I have a couple of 6-pin connectors that will have one side of it exposed inside my box. Basically, the side where the wire leads solder to the little pins. Anyway, I'm worried about something hitting them, and damaging them.

So, I thought coating the base of the connector, in between all the pins, would help make it stronger. Also, to keep moisture out.

I am also worried about the glue being conductive between the pins, thus shorting them out.

Will this work?
 
I was thinking something along the lines of this when I did my first sportbike build. The question I had was how well would the hot glue hold up if you were putting it on something that got hot. I mean, isn't that how it gets liquid in the first place? I was trying to hot glue a resistor down, but was told that the resistor could get really hot. Would that then re-melt the glue? (sorry, didn't mean to hijack your thread, but the answer might make a difference to you too.)
 
there are places you would want to avoid .. ie: resistors .. in this example coating them in hot glue could make them fail as it would retain the heat and not allow them to cool down ( depends on how hot they get .. )
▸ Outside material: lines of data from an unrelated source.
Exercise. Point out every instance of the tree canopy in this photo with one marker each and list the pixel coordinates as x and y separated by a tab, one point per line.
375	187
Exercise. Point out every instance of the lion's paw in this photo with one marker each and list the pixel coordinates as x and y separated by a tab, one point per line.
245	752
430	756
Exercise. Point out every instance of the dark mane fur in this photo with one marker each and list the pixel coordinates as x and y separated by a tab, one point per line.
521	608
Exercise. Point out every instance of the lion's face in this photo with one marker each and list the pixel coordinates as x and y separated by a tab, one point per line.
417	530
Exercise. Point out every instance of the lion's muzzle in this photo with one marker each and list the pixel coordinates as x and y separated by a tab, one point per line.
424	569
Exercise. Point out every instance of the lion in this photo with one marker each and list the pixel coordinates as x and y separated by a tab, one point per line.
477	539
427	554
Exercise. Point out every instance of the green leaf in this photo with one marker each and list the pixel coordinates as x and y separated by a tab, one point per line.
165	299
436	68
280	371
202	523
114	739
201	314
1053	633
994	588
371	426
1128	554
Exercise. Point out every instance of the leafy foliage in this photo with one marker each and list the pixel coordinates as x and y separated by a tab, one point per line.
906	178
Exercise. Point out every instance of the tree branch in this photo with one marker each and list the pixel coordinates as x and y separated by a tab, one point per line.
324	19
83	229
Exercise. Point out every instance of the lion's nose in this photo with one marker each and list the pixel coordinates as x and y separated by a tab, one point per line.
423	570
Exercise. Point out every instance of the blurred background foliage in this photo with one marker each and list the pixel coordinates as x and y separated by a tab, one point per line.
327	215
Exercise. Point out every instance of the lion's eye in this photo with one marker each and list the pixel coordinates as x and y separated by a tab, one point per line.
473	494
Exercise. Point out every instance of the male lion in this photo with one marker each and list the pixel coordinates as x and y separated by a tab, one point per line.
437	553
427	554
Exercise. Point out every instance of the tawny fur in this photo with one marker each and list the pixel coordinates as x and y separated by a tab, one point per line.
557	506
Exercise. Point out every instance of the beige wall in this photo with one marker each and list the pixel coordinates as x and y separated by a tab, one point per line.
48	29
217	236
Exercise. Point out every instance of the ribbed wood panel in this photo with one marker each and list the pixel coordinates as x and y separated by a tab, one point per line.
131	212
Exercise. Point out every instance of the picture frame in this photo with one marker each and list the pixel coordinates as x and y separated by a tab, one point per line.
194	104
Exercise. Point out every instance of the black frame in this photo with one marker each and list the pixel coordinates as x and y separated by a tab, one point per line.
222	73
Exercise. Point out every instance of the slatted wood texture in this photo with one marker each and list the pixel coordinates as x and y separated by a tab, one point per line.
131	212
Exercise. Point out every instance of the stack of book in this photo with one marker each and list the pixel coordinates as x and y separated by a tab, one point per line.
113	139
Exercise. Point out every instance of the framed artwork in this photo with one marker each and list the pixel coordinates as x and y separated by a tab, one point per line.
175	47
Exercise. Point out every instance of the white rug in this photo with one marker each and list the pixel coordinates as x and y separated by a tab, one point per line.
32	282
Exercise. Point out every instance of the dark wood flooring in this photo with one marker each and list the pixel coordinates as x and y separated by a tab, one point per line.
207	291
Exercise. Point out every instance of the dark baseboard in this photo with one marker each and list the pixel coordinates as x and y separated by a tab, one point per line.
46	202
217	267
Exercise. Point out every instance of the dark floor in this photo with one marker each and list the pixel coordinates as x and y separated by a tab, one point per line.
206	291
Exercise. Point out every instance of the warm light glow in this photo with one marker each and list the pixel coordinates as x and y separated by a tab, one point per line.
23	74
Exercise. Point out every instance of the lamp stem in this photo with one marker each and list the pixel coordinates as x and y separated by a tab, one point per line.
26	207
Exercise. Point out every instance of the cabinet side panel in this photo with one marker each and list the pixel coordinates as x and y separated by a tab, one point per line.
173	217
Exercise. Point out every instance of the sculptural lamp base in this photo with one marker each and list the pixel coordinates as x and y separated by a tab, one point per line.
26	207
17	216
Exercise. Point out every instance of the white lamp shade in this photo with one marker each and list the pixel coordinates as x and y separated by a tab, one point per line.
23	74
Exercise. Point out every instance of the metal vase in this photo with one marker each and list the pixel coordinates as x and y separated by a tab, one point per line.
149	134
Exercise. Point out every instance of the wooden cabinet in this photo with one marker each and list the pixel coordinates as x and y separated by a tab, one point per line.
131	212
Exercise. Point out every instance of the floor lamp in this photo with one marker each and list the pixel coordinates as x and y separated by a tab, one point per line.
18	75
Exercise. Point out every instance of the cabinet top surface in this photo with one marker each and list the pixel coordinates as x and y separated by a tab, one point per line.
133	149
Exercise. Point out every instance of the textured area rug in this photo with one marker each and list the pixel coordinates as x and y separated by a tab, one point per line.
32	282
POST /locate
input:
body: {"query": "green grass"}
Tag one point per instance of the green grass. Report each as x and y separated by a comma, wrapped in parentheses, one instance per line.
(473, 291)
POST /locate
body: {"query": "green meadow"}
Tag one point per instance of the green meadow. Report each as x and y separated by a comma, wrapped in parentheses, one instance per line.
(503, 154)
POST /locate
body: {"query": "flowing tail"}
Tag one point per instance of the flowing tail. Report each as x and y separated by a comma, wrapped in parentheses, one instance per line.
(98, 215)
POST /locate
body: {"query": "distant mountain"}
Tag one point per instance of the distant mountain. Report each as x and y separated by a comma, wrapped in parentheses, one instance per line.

Waterproofing, stopping squeaks and rattles from gaps in parts.. securing multi-pin connectors etc.. works awsome.

there are also different grades of hot glue.. i have the cheap dollar store stuff and the better Canadian Tire brand General , then the next step stronger, and the industrial stuff is insane...(needs bigger wattage gun to melt it )
 
ha ha, yeah, I have the dollar store stuff too. :lol: I actually aquired it from my girlfriend's mom.
 
Hot glue works very well if used appropriately.

But it does not reall glue very well. It's adhesive strength is weak and the connections can come off at any time if they are just flat glue-blobs.

But if you form the hot glue into bracket shapes that grip the objects so they cannot fall out, then it lasts excellently.

You can pot electronics with it, but you can also remove it again.

It would be nice to have a hot-glue-sucker for the removal process.

Some examples:

This relay will be protected by hot glue in many ways:



The relay housing has a cage around the edges to protect against bumps and cracking, but allowing heat transfer through the side walls. The soldered connections and diode are completely enclosed, protecting against mechanical damage, shorts, vibration and water. Similar for the connectors.
The piece of heat-shrink around the cables is also filled with hot glue, it protects 2 solder connections (with individual heat shrink) from rubbing against each other and wearing through over the (rattling) years in an EV. The heat shrink can be filled with hot glue, it then contracts and squishes the excess out.


.................................................................................................................................................

This LED display has survived over half a year on the dashboard of the Vectux. Shown below is the back of it, with the hot glue cover opened up again to re-solder the jumper for the decimal point. It worked a treat and has not leaked/let water in. But it falls off every now and then, because it is hot-glued to a relatively flat surface.


Any reworking of the hot glue is possible and added hot glue bonds perfectly with the already present stuff by re-melting it on contact.